Being Wrong
To err is human. But we really hate being wrong, right?
Kathryn Schulz spent five years of her life studying how we react to being wrong. Or better yet, how often we assume we’re right when we have misunderstood the signs around us.
It’s brilliant work, and in the latter part of her talk, she outlines some of the dangerous assumptions we make when we are challenged on what we believe. When someone doesn’t think we are right, we first assume the opposition is just ignorant, and needs to hear the truth from us. If that doesn’t work, we assume they are morons, and can’t grasp what we have learned. If all else fails, we assume they are evil, since they have heard the truth, and are intelligent enough to understand it but are choosing not to agree. Sound familiar? Rather than reconsidering our position, we are much more likely to decide to attack, which makes being wrong (or, more accurately, believing that we’re right) a source for much cruel treatment in the world.
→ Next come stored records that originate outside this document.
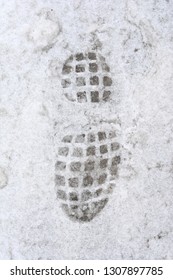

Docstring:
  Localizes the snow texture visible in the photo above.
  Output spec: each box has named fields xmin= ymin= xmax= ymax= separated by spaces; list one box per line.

xmin=0 ymin=0 xmax=173 ymax=259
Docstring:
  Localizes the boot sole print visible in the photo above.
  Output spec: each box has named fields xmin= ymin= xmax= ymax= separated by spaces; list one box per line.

xmin=55 ymin=51 xmax=120 ymax=222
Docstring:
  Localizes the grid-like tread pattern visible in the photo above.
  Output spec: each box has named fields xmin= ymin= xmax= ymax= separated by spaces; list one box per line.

xmin=61 ymin=51 xmax=112 ymax=103
xmin=55 ymin=131 xmax=120 ymax=221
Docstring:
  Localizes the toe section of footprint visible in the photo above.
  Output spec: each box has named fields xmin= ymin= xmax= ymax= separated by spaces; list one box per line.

xmin=55 ymin=130 xmax=121 ymax=222
xmin=61 ymin=51 xmax=113 ymax=104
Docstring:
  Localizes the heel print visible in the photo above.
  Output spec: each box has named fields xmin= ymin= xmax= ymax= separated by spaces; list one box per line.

xmin=61 ymin=51 xmax=112 ymax=103
xmin=55 ymin=51 xmax=121 ymax=222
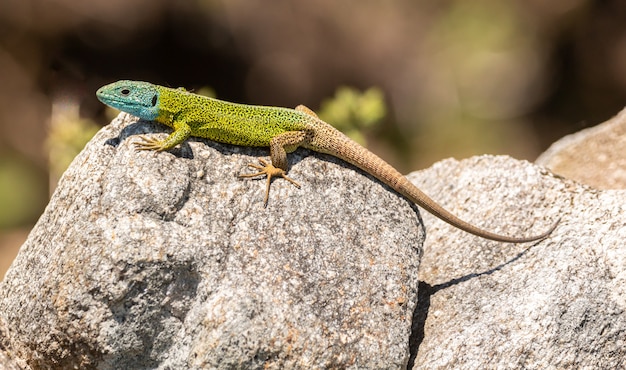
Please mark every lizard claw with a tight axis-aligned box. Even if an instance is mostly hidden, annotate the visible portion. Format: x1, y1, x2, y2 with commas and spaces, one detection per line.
134, 136, 165, 152
239, 159, 300, 207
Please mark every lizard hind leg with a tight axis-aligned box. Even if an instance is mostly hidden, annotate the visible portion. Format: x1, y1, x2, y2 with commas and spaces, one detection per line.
239, 159, 300, 207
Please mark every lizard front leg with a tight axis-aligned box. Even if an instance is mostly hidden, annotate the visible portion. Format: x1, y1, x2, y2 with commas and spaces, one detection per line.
239, 131, 307, 207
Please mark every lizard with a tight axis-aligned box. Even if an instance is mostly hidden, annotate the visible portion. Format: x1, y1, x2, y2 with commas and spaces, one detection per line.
96, 80, 560, 243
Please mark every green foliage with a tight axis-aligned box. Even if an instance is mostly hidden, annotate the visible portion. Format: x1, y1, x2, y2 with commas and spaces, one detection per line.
319, 86, 387, 145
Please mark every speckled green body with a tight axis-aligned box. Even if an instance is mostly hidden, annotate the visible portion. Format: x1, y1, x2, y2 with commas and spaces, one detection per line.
156, 86, 315, 147
96, 81, 558, 243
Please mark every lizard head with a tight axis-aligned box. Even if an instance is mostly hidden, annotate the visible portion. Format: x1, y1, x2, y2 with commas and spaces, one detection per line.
96, 80, 160, 120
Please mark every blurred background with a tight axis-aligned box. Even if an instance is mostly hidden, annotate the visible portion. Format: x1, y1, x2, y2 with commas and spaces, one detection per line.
0, 0, 626, 277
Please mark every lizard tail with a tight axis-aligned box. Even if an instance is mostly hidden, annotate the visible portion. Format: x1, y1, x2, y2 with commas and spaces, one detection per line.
309, 124, 560, 243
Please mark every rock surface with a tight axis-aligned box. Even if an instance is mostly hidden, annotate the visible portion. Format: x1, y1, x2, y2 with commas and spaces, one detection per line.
410, 157, 626, 369
0, 114, 626, 369
536, 109, 626, 189
0, 114, 424, 369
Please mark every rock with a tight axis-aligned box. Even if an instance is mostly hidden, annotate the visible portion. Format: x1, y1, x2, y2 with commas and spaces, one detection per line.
0, 114, 423, 369
536, 109, 626, 189
409, 156, 626, 369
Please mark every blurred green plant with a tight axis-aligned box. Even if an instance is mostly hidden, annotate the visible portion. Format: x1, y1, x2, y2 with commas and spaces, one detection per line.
319, 86, 387, 145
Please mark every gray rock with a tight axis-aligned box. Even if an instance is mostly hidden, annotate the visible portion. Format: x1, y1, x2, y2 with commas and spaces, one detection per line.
410, 156, 626, 369
536, 105, 626, 189
0, 114, 423, 369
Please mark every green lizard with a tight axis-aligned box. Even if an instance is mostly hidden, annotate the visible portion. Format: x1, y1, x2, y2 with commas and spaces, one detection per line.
96, 81, 559, 243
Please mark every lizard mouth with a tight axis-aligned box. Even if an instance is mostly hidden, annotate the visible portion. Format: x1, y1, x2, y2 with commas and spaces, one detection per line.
96, 88, 149, 108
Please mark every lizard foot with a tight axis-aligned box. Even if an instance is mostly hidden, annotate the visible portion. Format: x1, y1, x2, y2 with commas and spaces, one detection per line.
134, 136, 165, 152
239, 159, 300, 207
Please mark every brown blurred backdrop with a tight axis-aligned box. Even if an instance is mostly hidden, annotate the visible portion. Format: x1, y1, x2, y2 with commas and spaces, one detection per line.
0, 0, 626, 277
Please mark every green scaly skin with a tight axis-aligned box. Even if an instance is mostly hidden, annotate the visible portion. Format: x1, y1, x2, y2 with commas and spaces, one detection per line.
96, 81, 559, 243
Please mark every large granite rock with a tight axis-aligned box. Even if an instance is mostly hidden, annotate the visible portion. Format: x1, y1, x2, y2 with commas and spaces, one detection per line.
0, 114, 424, 369
536, 105, 626, 189
410, 157, 626, 369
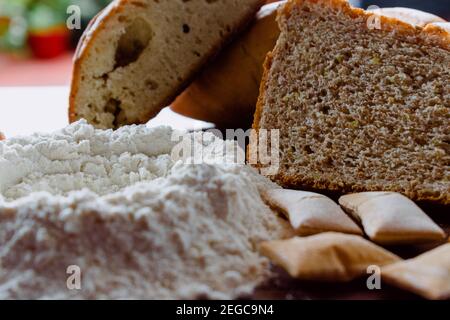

But there is beautiful symmetry to this behavior as well. While we resist being wrong, we love our books, movies and games to mislead us with plot twists and surprise endings. In the abstract, and in fantasy, and the stories we tell ourselves, we recognize the essential humanness being wrong, and embrace it. It pulls us in, because we all share it and can relate.
In the coming week, I challenge you to do 5 things differently to take advantage of the new perspective being wrong can give you:
1. Strike up a conversation with someone who has a different political affiliation from your own. Examine the assumptions you have made about their views (and their sanity or goodness).
2. Think about the last big argument you had. What ideas were you not willing to reconsider? What about the other person?
3. Take a look at the competitor to your Brand and think as if you were them - what would they say is wrong with your Brand and its view of the world? Are you a stubborn Brand?
4. Find a piece of your Brand’s story where you can reverse the plot, and make a new discovery because of being wrong.
5. Take a fresh look at your consumers. What data are you ignoring because it doesn’t fit with what you believe to be true about them? What if you were wrong? How could you find out?
Be wrong a little this week. Or at least consider the possibility!